GayBlade was a role-playing game released in 1992 on Windows and Mac. The game was notable for being one of the first centrally LGBT-themed video games to be released - in fact, at the time it was often marketed as the "first" LGBT game, however, this was not actually true, as the lesser-known Caper in the Castro had already been released three years prior. The plot revolves around a party of "Drag Queens, Queers, Lesbians, and others" venturing into a dungeon to rescue Empress Nelda from right-wingers, with enemies including "TV Preachers", "Homophobic Yuppies" and "Hell Crabs". Upon release, the game received significant coverage, and not just from the gay press - it was featured in more mainstream sources such as The Village Voice, USA Today and Der Spiegel[1]. According to the developer, Ryan Best, "my phone was ringing day and night with calls for interviews”. The game was even accused by the "Pro-Life Activist's Encyclopedia" of supporting the "homosexual agenda".[2] In spite of this initial spate of public interest, the game soon faded into obscurity, until it was rediscovered by Professor Adrienne Shaw, who had founded the LGBTQ Games Archive in 2015. Shaw interviewed Best in January 2018, who provided more background info on the development of the game, where he described it as a creative outlet for the homophobia that he had faced growing up in Illinois.
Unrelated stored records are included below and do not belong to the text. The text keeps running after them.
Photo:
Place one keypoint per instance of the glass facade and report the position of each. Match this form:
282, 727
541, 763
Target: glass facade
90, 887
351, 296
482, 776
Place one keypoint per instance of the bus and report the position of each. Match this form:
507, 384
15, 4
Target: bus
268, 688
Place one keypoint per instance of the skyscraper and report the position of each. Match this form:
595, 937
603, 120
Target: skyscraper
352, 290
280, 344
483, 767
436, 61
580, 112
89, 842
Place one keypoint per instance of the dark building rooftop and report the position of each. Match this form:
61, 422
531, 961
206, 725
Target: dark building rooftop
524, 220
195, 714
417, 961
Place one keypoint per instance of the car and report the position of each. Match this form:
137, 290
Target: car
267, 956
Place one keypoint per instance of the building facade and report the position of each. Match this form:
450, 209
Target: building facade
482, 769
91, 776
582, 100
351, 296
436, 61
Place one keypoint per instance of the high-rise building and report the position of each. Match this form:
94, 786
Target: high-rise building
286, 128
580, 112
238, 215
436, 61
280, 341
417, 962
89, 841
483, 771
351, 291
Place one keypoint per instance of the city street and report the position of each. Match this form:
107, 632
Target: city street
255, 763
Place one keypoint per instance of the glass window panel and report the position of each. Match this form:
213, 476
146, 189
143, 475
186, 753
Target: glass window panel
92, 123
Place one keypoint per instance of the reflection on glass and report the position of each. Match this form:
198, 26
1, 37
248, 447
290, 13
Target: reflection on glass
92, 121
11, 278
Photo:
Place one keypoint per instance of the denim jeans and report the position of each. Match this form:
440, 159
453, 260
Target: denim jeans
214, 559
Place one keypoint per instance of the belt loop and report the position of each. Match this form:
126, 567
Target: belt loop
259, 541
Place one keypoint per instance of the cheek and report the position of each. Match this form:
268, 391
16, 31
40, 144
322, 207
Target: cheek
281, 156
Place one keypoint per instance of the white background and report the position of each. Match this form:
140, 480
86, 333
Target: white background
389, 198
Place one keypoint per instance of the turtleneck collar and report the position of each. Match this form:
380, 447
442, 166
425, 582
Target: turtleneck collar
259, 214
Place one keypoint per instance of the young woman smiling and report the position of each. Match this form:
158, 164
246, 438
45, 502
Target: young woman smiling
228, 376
He also explained that after having written in a mainstream game entitled Citadel of the Dead and not making any money from sales after signing a bad project, he decided to use coding from an unfinished project of his entitled DragonBlade to make a specifically queer-focused game.[3] Shaw's efforts in unearthing Caper in the Castro and GayBlade, alongside other documentation and archival work, received media recognition from VentureBeat and Kotaku in July 2018. [4][5]

Status

Although the game sold "thousands" of copies according to Best, the games' existence was only rediscovered thanks to a number of the aforementioned media articles, and the game itself remains missing. However, he was able to provide a copy of the game's manual along with a press kit to the LGBTQ Games Archive, which are available here and here respectively. A few other screenshots survive that were featured in articles about the game. Ironically, Caper in the Castro, despite being lesser known than GayBlade, survived in the form of the original diskettes of the game's creator and is now playable in an emulated form on the Internet Archive.